Giant "Forbidden Planet" Rewrites Formation Theories
Astronomers using the James Webb Space Telescope discovered a Jupiter-sized planet orbiting a tiny star that shouldn't exist, with an atmosphere that challenges everything we thought we knew about how planets form.
Scientists just found a planet that breaks all the rules, and it's revealing secrets about how worlds are born across the universe.
TOI-5205 b is a giant planet roughly the size of Jupiter, but it orbits a red dwarf star that's only 40% the mass of our Sun. According to every established model of planet formation, this combination should be impossible, earning it the nickname "forbidden planet."

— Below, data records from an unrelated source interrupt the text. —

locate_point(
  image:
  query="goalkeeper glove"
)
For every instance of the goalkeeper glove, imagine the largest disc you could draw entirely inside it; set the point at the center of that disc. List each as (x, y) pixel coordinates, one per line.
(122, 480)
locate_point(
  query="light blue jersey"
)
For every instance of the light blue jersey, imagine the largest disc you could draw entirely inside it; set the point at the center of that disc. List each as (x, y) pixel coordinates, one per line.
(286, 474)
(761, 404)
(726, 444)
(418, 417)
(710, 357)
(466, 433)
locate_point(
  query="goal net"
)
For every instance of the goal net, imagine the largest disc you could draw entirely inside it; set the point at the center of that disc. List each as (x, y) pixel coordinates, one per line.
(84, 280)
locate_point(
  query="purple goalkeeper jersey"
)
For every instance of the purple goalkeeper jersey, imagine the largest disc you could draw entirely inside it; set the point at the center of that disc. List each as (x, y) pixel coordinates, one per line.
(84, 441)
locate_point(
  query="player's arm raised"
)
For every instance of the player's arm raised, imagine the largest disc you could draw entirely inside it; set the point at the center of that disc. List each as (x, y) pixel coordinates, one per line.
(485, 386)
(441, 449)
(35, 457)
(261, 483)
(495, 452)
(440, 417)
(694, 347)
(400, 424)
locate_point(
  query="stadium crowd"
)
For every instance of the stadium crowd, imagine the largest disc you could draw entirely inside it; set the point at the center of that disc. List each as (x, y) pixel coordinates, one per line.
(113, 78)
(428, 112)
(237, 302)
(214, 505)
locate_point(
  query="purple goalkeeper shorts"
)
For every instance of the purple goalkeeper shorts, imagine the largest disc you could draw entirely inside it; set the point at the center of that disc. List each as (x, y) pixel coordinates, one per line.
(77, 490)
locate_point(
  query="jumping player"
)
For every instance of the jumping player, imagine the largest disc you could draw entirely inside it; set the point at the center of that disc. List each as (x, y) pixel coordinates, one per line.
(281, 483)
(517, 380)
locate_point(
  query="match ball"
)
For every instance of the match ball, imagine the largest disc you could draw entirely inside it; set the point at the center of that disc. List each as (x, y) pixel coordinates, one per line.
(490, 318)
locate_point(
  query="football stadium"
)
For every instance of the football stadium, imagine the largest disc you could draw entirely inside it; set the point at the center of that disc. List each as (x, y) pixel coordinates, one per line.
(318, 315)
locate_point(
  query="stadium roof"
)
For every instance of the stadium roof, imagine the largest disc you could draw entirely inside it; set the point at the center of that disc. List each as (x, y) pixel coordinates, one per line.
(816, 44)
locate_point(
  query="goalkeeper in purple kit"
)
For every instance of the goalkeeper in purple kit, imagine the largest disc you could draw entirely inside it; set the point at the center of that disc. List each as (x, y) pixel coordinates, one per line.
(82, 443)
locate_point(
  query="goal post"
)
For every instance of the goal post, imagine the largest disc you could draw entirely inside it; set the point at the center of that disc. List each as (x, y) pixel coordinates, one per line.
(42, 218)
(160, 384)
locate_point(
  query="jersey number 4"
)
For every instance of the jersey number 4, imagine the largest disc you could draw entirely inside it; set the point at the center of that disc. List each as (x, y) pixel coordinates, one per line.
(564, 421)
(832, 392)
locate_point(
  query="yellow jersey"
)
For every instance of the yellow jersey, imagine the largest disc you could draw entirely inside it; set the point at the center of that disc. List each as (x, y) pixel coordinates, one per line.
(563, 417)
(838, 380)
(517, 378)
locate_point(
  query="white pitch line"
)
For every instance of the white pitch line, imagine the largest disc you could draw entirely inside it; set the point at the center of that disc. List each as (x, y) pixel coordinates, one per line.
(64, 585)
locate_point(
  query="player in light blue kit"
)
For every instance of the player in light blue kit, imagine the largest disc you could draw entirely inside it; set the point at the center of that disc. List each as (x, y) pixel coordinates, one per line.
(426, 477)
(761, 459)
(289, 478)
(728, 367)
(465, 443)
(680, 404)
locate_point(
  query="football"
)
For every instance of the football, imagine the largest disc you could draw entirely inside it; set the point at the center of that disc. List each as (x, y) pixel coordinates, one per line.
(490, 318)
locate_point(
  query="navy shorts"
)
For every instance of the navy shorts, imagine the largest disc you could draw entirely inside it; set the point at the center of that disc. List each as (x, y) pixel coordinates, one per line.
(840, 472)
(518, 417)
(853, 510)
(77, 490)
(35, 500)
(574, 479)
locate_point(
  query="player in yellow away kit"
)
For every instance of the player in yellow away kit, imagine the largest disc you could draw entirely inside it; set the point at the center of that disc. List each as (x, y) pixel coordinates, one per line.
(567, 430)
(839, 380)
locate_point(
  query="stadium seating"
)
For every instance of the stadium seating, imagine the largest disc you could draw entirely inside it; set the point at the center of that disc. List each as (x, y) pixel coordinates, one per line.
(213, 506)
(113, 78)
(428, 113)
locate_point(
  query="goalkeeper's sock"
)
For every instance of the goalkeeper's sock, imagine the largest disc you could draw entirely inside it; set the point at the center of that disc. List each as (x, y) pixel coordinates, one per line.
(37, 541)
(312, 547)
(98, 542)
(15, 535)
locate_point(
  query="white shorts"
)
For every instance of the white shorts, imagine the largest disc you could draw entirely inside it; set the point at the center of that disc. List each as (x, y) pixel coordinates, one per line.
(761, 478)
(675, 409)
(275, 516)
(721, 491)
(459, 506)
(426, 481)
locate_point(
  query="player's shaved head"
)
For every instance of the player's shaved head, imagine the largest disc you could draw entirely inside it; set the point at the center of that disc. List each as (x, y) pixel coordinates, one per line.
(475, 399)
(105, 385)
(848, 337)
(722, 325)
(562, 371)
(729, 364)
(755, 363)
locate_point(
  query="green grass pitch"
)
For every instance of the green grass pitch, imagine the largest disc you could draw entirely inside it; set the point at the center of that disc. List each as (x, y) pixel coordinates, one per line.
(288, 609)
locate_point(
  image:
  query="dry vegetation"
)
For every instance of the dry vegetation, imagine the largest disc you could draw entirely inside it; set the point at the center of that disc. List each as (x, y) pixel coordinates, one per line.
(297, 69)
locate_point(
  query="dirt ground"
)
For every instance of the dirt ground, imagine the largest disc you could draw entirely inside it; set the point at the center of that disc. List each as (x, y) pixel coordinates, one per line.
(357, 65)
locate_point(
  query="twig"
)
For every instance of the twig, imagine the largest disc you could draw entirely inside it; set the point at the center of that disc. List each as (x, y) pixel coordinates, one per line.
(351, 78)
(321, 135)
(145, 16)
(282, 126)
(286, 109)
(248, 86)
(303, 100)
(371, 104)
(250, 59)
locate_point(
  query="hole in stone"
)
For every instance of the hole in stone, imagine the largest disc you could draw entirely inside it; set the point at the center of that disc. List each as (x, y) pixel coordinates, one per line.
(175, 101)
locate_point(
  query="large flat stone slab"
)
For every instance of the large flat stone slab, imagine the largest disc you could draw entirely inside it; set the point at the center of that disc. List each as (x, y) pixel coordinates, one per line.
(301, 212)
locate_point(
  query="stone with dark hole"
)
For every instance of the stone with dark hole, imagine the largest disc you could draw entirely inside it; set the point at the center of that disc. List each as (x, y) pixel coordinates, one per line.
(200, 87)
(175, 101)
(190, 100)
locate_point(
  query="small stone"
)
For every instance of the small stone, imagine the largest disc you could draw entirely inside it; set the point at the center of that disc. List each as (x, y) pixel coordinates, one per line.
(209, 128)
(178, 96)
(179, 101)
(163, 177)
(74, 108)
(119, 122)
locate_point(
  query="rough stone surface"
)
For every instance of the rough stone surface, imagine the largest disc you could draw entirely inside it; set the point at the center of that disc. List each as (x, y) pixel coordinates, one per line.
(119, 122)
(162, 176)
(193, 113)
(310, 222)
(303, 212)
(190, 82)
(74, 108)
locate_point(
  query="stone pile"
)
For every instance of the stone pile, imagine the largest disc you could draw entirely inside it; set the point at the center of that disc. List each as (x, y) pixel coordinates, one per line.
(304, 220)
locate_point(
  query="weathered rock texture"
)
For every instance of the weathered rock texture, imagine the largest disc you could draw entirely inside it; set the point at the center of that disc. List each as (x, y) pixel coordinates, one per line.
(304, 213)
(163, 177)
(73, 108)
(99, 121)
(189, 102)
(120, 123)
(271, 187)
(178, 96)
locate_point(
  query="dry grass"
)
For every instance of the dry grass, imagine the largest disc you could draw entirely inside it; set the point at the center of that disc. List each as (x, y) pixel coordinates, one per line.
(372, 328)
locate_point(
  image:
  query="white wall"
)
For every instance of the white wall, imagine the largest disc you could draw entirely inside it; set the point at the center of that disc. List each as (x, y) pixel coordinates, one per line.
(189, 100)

When the planet passes in front of its tiny star, it blocks nearly 6% of the light, creating a dramatic signal that allowed the James Webb Space Telescope to study its atmosphere in unprecedented detail. What researchers found has them rethinking decades of planetary science.
The atmosphere contains methane and hydrogen sulfide, but it's missing something crucial. The planet has far fewer heavy elements than scientists expected, making it actually less metal-rich than the star it orbits.
Dr. Anjali Piette from the University of Birmingham called this discovery groundbreaking. "The planet having a lower metallicity than its own host star makes it stand out among all the giant planets that have been studied to date," she explained.

Most gas giants, including Jupiter, show the opposite pattern, with atmospheres enriched in heavier elements compared to their stars. TOI-5205 b completely flips that expectation.
Advanced modeling suggests the planet could be hiding up to 100 times more heavy elements deep in its interior than what appears in its atmosphere. During formation, these heavier materials apparently sank inward and became trapped in the core, never mixing back up to the surface.
Dr. Shubham Kanodia from Carnegie Science noted this separation between interior and atmosphere hints at something fascinating. Once the planet formed, its internal structure locked into place, preventing heavier elements from resurfacing.
Why This Inspires
This discovery shows how much we still have to learn about our universe. Every time we point our most advanced telescopes at the sky, we find something that challenges our assumptions and expands our understanding.
The "forbidden planet" proves that nature is more creative than our theories. If similar hidden compositions exist in other giant planets, astronomers may need to completely rethink how they interpret atmospheric observations across the galaxy.
The research team's findings remind us that some of the most exciting scientific breakthroughs come from finding things that shouldn't exist. Each impossible discovery opens new doors to understanding how planetary systems form and evolve throughout the cosmos.
This world that defies the rules is teaching us to write better ones.